The photo Vacapinta linked to is protected from easy download by a clear gif overlay, but it has a "share this," "blog this," buttons. Clicking on it shows an option to "embed" the image in another page. Click on that option yields an HTML snippet you can use for embedding it.

The photographers intent is muddied. The overlay gif and the license indicate that they aren't willing to have their image viewed outside of Flickr. The presence of the "blog this" and "share this" buttons seem to indicate otherwise, that the user is willing to have their photo displayed outside of Flickr, so long as it is properly linked back to the photo's page on Flickr.

The option to control who can share your photos is relatively new, but the option to control who can blog your photos has been around a long time.

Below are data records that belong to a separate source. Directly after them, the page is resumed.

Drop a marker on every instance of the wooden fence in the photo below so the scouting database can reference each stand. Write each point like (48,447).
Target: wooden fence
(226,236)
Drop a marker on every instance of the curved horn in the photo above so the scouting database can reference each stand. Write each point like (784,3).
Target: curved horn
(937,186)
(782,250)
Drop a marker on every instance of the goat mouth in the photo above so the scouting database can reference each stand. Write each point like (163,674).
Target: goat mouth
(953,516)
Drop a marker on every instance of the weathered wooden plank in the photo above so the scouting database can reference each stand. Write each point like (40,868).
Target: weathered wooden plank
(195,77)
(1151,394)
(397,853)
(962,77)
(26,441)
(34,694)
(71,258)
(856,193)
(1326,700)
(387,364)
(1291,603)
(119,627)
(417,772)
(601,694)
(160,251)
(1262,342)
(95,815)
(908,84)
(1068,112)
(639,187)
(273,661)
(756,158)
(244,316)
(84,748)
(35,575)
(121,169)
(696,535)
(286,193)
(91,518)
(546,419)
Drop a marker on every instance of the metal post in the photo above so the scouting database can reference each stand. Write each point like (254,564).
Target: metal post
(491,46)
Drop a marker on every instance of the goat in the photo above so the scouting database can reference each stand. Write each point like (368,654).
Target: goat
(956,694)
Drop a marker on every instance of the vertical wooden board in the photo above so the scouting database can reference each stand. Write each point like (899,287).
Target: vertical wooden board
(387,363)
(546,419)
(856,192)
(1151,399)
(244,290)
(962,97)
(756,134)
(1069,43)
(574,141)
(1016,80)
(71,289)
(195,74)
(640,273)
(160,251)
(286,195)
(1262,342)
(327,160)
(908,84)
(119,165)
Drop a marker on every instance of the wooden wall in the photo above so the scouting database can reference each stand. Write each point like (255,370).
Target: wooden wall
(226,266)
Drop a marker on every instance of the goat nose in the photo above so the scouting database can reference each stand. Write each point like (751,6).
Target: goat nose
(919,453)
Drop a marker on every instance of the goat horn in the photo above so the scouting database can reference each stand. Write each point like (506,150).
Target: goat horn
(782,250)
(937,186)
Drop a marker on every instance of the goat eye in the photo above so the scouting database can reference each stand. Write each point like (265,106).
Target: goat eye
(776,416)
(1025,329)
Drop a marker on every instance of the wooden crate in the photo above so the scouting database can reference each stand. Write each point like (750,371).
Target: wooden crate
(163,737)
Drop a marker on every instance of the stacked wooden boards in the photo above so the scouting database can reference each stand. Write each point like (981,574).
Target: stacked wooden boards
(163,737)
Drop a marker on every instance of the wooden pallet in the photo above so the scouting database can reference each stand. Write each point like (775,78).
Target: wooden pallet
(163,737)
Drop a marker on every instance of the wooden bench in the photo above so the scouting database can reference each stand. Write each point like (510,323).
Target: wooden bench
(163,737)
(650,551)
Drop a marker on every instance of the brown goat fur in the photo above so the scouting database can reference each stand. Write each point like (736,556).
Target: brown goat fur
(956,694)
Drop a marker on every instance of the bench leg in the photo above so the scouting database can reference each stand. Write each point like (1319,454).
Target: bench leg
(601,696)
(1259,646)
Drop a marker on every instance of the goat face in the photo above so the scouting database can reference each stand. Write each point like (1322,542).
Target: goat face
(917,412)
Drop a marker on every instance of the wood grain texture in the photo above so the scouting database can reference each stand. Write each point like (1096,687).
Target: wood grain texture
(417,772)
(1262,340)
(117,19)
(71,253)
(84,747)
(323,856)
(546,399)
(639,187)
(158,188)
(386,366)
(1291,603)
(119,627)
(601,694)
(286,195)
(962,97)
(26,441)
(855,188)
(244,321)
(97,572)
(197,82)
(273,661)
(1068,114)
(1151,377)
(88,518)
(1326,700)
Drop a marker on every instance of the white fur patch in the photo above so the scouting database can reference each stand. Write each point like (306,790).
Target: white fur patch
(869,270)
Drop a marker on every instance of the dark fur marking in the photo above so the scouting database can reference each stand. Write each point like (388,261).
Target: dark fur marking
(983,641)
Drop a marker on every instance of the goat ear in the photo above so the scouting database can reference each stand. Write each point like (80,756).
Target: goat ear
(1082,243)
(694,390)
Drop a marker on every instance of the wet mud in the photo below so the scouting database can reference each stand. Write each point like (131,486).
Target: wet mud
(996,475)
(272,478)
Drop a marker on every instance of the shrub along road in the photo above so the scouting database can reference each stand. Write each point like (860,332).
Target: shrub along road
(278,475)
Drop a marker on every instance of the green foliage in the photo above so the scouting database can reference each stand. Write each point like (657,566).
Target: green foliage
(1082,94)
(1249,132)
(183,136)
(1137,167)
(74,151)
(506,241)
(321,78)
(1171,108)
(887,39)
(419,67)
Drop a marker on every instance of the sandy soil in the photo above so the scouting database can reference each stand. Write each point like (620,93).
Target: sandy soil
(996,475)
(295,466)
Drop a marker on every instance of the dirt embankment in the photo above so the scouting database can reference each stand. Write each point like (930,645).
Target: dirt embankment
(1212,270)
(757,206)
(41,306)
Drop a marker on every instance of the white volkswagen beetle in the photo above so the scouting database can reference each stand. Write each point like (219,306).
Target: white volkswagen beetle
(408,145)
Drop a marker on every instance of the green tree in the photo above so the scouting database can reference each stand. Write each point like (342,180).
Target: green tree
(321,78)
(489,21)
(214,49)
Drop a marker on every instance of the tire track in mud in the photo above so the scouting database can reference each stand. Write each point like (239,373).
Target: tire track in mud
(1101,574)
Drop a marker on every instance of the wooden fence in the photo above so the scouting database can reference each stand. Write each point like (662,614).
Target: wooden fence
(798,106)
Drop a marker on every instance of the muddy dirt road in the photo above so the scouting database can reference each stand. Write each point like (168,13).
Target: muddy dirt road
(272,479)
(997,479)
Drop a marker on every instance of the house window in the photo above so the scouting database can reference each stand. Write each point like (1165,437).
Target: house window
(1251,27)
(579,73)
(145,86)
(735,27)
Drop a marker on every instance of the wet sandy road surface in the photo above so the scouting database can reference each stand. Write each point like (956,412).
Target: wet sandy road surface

To be safe, you should ask for permission. To be expedient, while still trying to honor the photographer's intent, I would think that if the "Blog This" and "Share This" options are active, then it would be reasonable to think that the photographer intended to allow the photo be embedded in a blog with a link back to the original in a manner consistent with Flickr's terms of service.
posted by Good Brain at 12:30 PM on February 9


the Perfect 10 case isn't really applicable to posting images on a blog

I am not to its analysis of the transformative nature of generating thumbnails, but about its analysis of framing, which is equivalent to hotlinking:
Instead of communicating a copy of the image, Google provides HTML instructions that direct a user's browser to a website publisher's computer that stores the full-size photographic image. Providing these HTML instructions is not equivalent to showing a copy. First, the HTML instructions are lines of text, not a photographic image. Second, HTML instructions do not themselves cause infringing images to appear on the user's computer screen. The HTML merely give the address of the image to the user's browser. The browser then interacts with the computer that stores the infringing image. It is this interaction that causes an infringing image to appear on the user's computer screen. Google may facilitate the user's access to infringing images. However, such assistance raises only contributory liability issues... and does not constitute direct infringement of the copyright owner's display rights.
508 F.3d 1146 at 1161.
posted by grouse at 12:44 PM on February 9 [1 favorite]


Okay, so the likely best way to go about this is to drop the user of the Totally Awesome Photoâ„¢ a line on flickr, and if they don't respond, cry myself to sleep that night and just link to the photo's page instead of posting the picture.
posted by that girl at 1:15 PM on February 9


Yes, that girl, that's the best course of action. I can speak only for myself, but if I wanted other people to blog my photos I'd make that feature active. A polite email would go a long way I think, towards influencing a photographer to let you post their work.
posted by blaneyphoto at 3:19 PM on February 9


All legal reasons aside, IMHO it's just polite to ask. I've found that most flickr users are totally open to my putting up an image of theirs as long as I've asked and put credit. If they say no, don't do it!
posted by minus zero at 3:22 PM on February 9


Why not just publish a link to any ARR images instead of the whole thing?
posted by gjc at 4:59 PM on February 9


That's what I've done, gjc, but I feel that people are less likely to click through a link to a picture, and it's not quite as effective to explain why you like a photo without it there for people to look at.